EVER SINCE 2016, when federal election officials questioned why the campaign of Rep. Duncan D. Hunter (R-Calif.) had paid more than $1,300 to an online video game site and the San Diego Union-Tribune reported that the campaign paid $600 for the family’s pet rabbit to fly, it was clear there were problems with the congressman’s use of his campaign dollars. That became even more apparent after the House Ethics Committee issued a report in March saying Mr. Hunter may have used campaign funds for personal use.
None of that, though, really prepared us — and we suspect, others — for the full extent of greed and grubbiness that was detailed by federal prosecutors as they charged Mr. Hunter and his wife, Margaret, with misuse of tens of thousands of dollars of campaign funds.
The 47-page indictment released Tuesday by the U.S. Attorney’s Office in San Diego spells out 60 criminal counts, ranging from illegal use of campaign funds to conspiracy, wire fraud and falsifying records. Page after page after page lays out how the couple, their personal bank accounts regularly overdrawn, allegedly spent more than $250,000 in campaign donations from 2009 to 2016 for the benefit of themselves and their children.
Expenditures ranged from the mundane ($32.31 for family groceries) to the mind-boggling ($14,261 for a family Thanksgiving vacation in Italy). To hide the personal payments, prosecutors said family dental bills were listed as charitable contributions to “Smiles for Life,” tickets to SeaWorld were called an “educational tour,” and clothing purchases at a golf course were camouflaged as golf “balls for wounded warriors.” And when the campaign treasurer warned the couple about their spending — suggesting Ms. Hunter give up a campaign credit card and threatening to resign — he was ignored and lied to. “Yessir- All good. ” was Mr. Hunter’s assurance to the treasurer that spending was campaign-related, the indictment said.
Mr. Hunter’s campaign released a statement calling the indictment politically motivated and linking it to his support for President Trump; he was one of the first sitting members of Congress to endorse Mr. Trump in 2016. Mr. Hunter’s campaign said he has no plans to drop out of his reelection race. It’s worth noting that the U.S. Attorney’s Office that brought the charges against Mr.

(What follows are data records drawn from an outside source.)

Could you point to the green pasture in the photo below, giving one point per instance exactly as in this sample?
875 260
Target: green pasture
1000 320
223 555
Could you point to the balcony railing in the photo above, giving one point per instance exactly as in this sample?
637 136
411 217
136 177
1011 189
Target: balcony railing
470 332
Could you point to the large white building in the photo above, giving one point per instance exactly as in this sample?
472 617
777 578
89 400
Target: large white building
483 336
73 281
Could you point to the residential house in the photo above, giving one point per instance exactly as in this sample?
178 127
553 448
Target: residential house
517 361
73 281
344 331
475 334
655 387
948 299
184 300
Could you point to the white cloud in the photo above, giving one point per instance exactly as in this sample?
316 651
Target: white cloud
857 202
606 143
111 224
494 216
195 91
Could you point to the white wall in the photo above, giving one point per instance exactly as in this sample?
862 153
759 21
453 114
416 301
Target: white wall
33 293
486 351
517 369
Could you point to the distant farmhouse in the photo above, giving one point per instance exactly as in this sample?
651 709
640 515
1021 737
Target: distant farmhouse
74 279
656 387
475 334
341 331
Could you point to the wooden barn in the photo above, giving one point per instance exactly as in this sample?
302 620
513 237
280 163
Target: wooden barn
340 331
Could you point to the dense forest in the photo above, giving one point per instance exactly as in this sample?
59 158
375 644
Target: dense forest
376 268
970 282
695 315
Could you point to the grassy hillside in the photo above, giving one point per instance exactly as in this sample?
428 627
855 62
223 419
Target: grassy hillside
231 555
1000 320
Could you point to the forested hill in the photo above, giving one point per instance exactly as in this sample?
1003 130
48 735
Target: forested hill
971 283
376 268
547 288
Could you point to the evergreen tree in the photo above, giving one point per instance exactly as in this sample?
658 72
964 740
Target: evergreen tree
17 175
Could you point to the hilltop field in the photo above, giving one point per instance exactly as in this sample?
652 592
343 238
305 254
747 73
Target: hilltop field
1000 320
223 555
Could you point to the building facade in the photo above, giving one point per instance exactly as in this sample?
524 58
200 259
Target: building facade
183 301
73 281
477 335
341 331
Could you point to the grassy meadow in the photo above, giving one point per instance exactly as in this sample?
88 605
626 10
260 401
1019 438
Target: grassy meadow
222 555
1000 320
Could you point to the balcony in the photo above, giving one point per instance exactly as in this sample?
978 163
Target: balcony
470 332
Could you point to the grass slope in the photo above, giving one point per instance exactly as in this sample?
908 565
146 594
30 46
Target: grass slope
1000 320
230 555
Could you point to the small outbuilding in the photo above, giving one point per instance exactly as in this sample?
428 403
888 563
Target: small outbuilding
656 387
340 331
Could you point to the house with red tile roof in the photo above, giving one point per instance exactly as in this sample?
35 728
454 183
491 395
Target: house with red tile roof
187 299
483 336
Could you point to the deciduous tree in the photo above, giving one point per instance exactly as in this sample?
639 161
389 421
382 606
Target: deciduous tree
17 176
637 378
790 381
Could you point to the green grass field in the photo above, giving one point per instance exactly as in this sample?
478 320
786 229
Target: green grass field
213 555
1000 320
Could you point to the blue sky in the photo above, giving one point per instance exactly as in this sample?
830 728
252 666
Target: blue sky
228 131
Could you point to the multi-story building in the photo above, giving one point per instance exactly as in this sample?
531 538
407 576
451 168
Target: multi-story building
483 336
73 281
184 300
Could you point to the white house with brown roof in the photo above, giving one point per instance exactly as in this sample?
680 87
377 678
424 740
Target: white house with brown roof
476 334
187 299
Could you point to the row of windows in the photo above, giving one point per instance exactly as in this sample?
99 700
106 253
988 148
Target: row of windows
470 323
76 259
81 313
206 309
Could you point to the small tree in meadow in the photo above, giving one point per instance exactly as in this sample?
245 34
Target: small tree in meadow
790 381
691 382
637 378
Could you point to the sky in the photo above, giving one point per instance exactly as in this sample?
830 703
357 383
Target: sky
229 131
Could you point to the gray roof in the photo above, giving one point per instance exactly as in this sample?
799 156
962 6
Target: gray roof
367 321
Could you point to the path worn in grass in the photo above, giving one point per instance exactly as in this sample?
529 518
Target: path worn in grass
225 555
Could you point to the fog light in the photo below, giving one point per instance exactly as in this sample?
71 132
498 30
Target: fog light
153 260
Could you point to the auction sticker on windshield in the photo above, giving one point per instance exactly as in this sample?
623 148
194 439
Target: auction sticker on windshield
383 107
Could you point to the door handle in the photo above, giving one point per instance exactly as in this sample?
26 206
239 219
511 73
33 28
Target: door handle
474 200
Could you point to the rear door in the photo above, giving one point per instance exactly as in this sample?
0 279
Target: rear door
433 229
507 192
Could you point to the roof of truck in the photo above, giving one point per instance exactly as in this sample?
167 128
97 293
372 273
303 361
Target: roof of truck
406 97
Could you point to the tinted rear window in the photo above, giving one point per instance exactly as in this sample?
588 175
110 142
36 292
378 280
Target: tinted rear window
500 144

Hunter is run by Adam L. Braverman, a Trump administration appointee. Also, Mr. Hunter’s willingness to point the finger at others was pretty well established when questions first arose about his campaign funds. He tried to pin the blame for the video game purchases on his son, claiming the boy had mixed up credit cards.
House Speaker Paul D. Ryan (R-Wis.) has removed Mr. Hunter from the three House committees he serves on. That’s not enough. The Republican leadership should make clear to Mr. Hunter that he needs to go. If not, it will be up to voters in his California district to make that happen.